The researchers say that their suggestion is based on a study that builds on previous animal research, wherein they could completely prevent Alzheimer's disease in mice genetically engineered with a human Alzheimer's gene, Mouzheimer's, by blocking a single site of cleavage of a molecule called APP for amyloid precursor protein.

Normally, this site on APP is attacked by molecular scissors called caspases, but blocking that process prevented the disease.

In their latest study, the researchers studied human brain tissue, and found that patients suffering from AD showed more of the cleavage process than people of the same age who did not have the disease.

However, upon extending their study to much younger people without Alzheimer's disease, they were astonished to find that younger subjects displayed as much as ten times the amount of the same cleavage event as the AD patients.

The researchers say that their study implicates a biochemical "switch" associated with that cleavage of APP, causing AD brains to become stuck in the process of breaking memories.

The study also points to AD as a syndrome affecting the plasticity or malleability of the brain, they add.

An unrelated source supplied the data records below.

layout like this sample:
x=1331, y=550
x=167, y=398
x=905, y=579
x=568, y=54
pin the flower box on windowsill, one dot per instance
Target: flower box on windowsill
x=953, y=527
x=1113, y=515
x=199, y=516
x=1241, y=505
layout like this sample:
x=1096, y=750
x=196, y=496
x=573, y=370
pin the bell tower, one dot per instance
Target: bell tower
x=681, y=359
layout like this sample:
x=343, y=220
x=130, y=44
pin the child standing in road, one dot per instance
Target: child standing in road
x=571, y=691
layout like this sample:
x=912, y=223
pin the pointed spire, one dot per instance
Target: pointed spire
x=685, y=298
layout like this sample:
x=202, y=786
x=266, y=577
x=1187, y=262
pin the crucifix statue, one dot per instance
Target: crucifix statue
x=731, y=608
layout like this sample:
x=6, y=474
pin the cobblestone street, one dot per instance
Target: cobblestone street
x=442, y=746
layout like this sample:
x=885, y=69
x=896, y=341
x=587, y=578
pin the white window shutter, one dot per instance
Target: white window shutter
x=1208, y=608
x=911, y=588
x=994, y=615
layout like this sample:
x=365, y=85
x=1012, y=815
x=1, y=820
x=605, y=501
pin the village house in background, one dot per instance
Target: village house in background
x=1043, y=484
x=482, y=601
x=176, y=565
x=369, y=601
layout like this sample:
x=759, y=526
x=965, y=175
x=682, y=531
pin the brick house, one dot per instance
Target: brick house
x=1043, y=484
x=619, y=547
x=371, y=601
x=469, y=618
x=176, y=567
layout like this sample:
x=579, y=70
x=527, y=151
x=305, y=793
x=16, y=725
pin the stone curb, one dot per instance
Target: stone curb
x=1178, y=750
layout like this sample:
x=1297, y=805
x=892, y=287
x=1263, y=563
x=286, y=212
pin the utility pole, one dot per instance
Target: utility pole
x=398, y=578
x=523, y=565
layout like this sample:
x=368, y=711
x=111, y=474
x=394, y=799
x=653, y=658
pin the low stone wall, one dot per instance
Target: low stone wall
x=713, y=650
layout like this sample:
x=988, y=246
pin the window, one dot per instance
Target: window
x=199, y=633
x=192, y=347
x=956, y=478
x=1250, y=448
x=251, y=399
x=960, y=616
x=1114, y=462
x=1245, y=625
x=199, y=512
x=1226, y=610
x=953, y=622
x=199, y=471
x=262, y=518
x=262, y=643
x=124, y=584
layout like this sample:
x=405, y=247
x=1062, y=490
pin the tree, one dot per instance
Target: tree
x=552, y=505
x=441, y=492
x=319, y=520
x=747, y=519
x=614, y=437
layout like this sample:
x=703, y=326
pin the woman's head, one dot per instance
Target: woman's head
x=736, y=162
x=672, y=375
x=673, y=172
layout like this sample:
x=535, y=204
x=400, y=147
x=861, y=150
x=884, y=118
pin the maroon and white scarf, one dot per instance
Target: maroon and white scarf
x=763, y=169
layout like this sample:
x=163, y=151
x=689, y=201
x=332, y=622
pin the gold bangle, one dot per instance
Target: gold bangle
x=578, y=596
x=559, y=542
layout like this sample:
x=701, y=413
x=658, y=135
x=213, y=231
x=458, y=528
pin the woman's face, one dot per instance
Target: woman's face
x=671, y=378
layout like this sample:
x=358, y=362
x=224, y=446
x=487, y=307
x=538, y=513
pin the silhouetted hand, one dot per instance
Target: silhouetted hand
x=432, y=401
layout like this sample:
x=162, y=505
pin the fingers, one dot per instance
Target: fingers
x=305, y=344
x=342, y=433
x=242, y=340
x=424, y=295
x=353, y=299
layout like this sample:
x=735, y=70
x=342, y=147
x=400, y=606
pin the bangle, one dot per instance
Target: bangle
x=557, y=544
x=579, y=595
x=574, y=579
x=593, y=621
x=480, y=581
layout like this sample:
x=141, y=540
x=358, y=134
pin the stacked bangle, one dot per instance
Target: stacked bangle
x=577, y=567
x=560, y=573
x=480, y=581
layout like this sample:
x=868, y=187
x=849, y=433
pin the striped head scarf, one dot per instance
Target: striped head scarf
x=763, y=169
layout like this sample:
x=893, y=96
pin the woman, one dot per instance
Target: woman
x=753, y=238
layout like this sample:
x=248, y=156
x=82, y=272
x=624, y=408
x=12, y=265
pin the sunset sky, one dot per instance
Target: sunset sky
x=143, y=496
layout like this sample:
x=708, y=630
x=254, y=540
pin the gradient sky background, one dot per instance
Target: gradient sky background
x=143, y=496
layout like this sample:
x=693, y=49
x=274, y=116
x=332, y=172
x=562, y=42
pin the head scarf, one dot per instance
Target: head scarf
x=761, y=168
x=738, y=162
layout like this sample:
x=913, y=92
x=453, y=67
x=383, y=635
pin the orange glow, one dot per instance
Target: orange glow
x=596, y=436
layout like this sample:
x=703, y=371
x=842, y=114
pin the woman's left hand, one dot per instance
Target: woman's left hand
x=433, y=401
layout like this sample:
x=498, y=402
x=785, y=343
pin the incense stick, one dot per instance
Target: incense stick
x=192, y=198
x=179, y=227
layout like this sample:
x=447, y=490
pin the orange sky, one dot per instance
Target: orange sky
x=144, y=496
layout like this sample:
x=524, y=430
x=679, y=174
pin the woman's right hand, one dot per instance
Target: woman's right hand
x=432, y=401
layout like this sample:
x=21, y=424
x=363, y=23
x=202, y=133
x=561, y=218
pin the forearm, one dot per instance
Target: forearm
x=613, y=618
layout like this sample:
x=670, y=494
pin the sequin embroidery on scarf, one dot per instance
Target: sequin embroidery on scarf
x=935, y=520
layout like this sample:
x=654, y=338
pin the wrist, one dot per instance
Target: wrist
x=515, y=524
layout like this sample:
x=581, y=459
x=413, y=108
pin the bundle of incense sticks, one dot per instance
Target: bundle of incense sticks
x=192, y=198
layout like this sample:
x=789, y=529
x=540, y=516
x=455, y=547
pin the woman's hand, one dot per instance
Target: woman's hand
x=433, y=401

Published in the Journal of Alzheimer's Disease, the new study provides new insight into a molecular event resulting in decreased brain plasticity, a central feature of AD.

"Young brains operate like Ferraris - shifting between forward and reverse, making and breaking memories with a facility that surpasses that of older brains, which are less plastic. We believe that in aging brains, AD occurs when the 'molecular shifting switch' gets stuck in the reverse position, throwing the balance of making and breaking memories seriously off kilter," said Dr. Dale Bredesen, Buck Institute faculty member and leader of the research group.

In their previous work, the researchers prevented the cleavage in mice genetically engineered to develop the amyloid plaques and deposits associated with AD.

The mice had normal memories and showed no signs of brain shrinkage or nerve cell damage, despite the fact that their brains were loaded with the sticky A-beta plaques that are otherwise associated with Alzheimer's disease.

"A-beta is produced throughout the brain throughout life; we believe that it is a normal regulator of the synapses, the connections between neurons," said lead author of that study Dr. Veronica Galvan, who added that just like cancer, AD is a disease in which imbalanced cell signalling plays an important role.

"The fact that many people develop A-beta plaques yet show no symptoms of AD tells us that the downstream signalling of A-beta-not just A-beta itself-is critical, and these pathways can be targeted therapeutically. Simply put, we can restore the balance," said Bredesen.

Continuing research at the institute focuses on nerve signalling and efforts to "disconnect" the molecular mechanism that throws memory-making in the reverse direction, as well as understanding mechanisms that support brain cell connections that are crucial to the process of memory making.